To absorb glucose taken from food, your body needs hormone insulin. Without this hormone, cells of your body cannot absorb glucose or sugar in the bloodstream – as noted before. As a result, you have lack of energy due to the glucose in the bloodstream cannot be optimally absorbed and converted into energy. This also can lead to the higher accumulation of glucose in blood, and you will have high blood sugar level.
Insulin is produced by beta cells (cells of pancreas). Normally, insulin that is released into the bloodstream is equivalent to the amount of glucose in the bloodstream. If the volume of glucose increases then insulin also will be released more into the bloodstream.

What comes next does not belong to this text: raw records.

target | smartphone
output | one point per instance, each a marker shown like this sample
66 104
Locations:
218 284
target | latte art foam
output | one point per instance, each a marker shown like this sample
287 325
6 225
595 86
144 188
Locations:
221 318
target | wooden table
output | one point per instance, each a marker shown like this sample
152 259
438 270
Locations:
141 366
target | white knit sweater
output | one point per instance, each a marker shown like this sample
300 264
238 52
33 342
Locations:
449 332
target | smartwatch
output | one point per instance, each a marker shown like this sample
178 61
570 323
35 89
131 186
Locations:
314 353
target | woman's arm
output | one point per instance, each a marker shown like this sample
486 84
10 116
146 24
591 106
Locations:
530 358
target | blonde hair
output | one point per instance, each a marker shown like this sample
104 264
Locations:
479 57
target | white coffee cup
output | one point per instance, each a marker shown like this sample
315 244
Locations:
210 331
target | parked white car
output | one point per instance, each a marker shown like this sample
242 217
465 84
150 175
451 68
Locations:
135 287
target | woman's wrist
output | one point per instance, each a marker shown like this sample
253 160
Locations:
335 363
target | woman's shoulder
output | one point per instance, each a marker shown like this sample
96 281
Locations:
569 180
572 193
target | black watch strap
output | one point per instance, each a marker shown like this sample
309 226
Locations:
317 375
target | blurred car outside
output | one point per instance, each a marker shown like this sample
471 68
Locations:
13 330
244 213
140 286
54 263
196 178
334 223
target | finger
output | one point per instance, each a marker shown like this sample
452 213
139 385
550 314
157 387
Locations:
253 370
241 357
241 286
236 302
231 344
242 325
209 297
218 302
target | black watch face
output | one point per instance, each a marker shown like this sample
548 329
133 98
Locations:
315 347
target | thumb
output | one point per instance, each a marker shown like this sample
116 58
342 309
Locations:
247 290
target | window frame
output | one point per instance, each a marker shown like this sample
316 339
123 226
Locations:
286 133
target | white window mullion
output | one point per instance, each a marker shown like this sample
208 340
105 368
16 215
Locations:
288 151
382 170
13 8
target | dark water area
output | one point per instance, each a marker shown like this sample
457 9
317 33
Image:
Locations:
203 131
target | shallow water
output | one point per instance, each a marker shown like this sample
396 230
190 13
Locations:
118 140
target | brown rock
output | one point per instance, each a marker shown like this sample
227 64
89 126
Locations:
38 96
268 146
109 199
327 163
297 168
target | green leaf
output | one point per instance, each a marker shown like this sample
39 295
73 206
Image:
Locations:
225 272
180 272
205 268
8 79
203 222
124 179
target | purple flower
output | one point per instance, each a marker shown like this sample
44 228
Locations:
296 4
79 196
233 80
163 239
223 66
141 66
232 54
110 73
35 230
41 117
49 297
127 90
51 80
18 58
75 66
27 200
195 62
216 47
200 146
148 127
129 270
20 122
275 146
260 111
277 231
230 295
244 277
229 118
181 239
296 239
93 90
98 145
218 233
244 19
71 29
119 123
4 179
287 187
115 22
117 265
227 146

This health problem is more likely to occur in:
- Women who are being pregnant at the age of over 30.
- Pregnant women who have a family history of diabetes (both type-1 and type-2 diabetes).
- Women with overweight before pregnancy.
- Women with personal history of gestational diabetes. If in your first pregnancy you experience GDM, you are more likely to have the same problem in your next pregnancy.
- Women with polyhydramnios (a condition of having too high amniotic fluid).
- Women with a personal history of delivering overweight baby (higher than 9 pounds) or a stillborn baby – according WebMD.
- Women of a high-risk race group (such as Asian, Native American, American-Indian, Hispanic, and indigenous Australian).
Having one or some of these risk factors doesn’t mean that you will definitely develop GDM during pregnancy — but ‘Yes’, you are at higher risk to develop GDM than others who don’t have any risk factor!
In many cases, GDM doesn’t cause any noticeable symptom and sign. If the symptoms of gestational diabetes do occur, they may include:
- Increased urination which then causes frequently urination.
- Easier to get thirst – increased sense of thirst.
- Blurred vision.
- Increased sense of hunger.
Some of these symptoms (such as frequently urination and more hungry feeling) can be a part of normal pregnancy symptoms.
That’s why – diagnosing GDM is not enough from the symptoms that occur. Your doctor needs to check the level of your blood sugar for further analysis in determining whether or not you have GDM.
Unfortunately, there is no specific early sign for GDM. The symptoms of this health problem are more likely to occur if the disease gets worse or if you have poor blood sugar control.
If you are on the way in trying to get pregnant, it’s much better to see a doctor or your GP to discuss any issues about pregnancy that you need to know before you get pregnant.